Gonzalo Vial Correa | |
---|---|
Education Minister of Chile | |
In office 26 December 1978 – 14 December 1979 | |
President | Augusto Pinochet |
Preceded by | Luis Niemann Núñez |
Succeeded by | Alfredo Prieto Bafalluy |
Personal details | |
Born | Santiago, Chile | 29 August 1930
Died | 30 October 2009 Santiago, Chile | (aged 79)
Spouse | María Luisa |
Children | 7 |
Alma mater | Pontifical Catholic University of Chile |
Profession | Lawyer, historian, and journalist |
Gonzalo Vial Correa (29 August 1930 – 30 October 2009) was a Chilean historian, lawyer and journalist.

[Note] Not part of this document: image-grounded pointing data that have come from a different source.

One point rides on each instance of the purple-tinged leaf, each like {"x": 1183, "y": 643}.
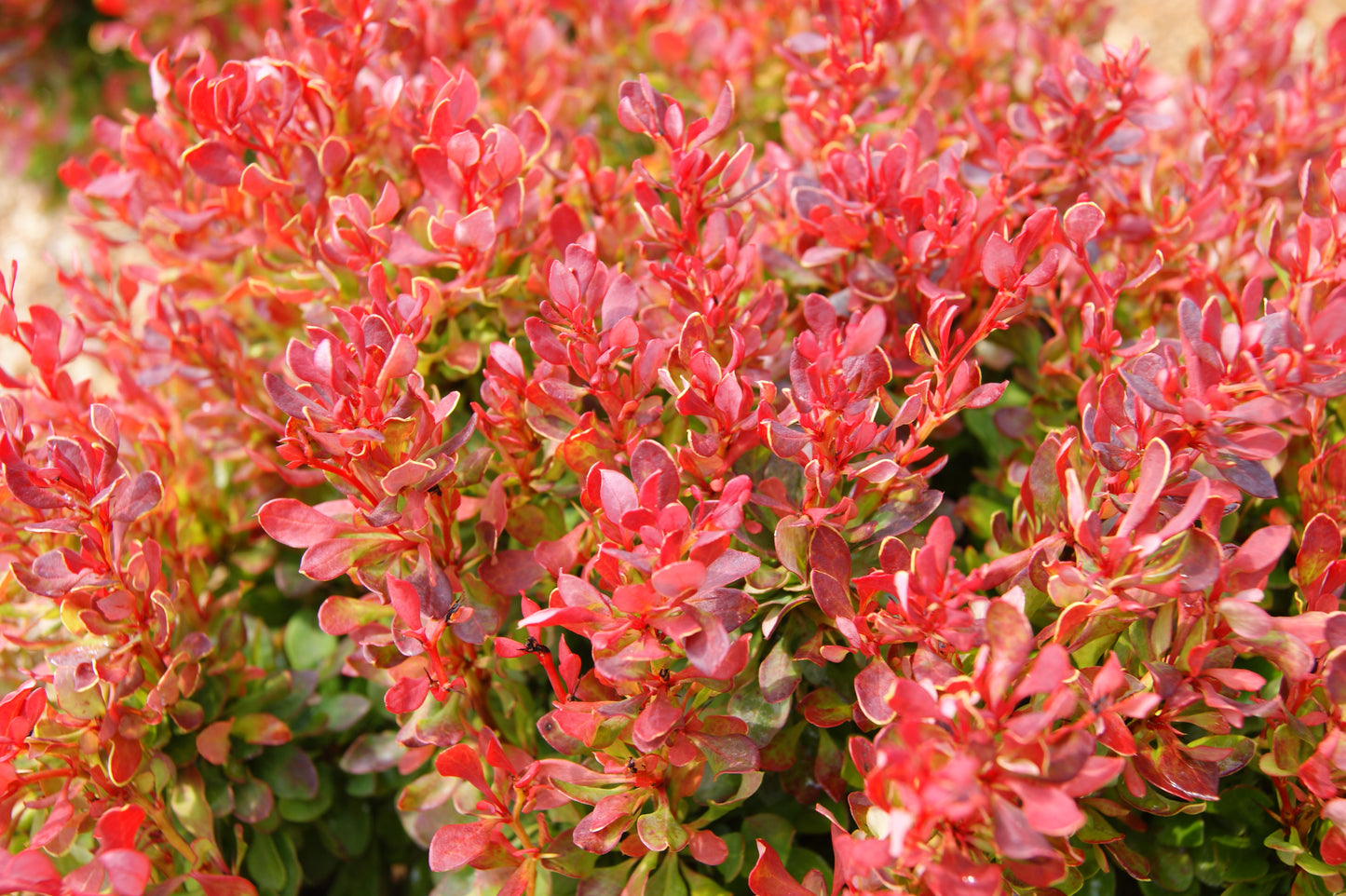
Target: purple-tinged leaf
{"x": 510, "y": 572}
{"x": 875, "y": 687}
{"x": 1251, "y": 477}
{"x": 1154, "y": 472}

He was a member of the State Defense Council and the Council on Ethics in Social Media.[1] In addition he was president of the Barnechea Foundation for Education, which he founded with his wife, María Luisa Vial Cox.[2]
In 2005, Vial was voted the most influential intellectual in Chile by 112 Chilean scholars and politicians.[3] In August 2010 the Faculty of History at Finis Terrae University instituted a prize bearing his name.[4]
Despite this recognition, Gonzalo Vial has been widely criticized for his work White Book on the Change of Government in Chile, written immediately after the 1973 Chilean coup d'état and supervised by Admiral Patricio Carvajal, which described the so-called "Plan Zeta". Plan Zeta disseminated the false idea that left-wing elements were organizing a self-coup against President Salvador Allende and the Unidad Popular, and for years this was the main justification of the coup and subsequent establishment of a military government. Under the pretense of countering Plan Zeta, the DINA arrested, tortured, and murdered many people.[5]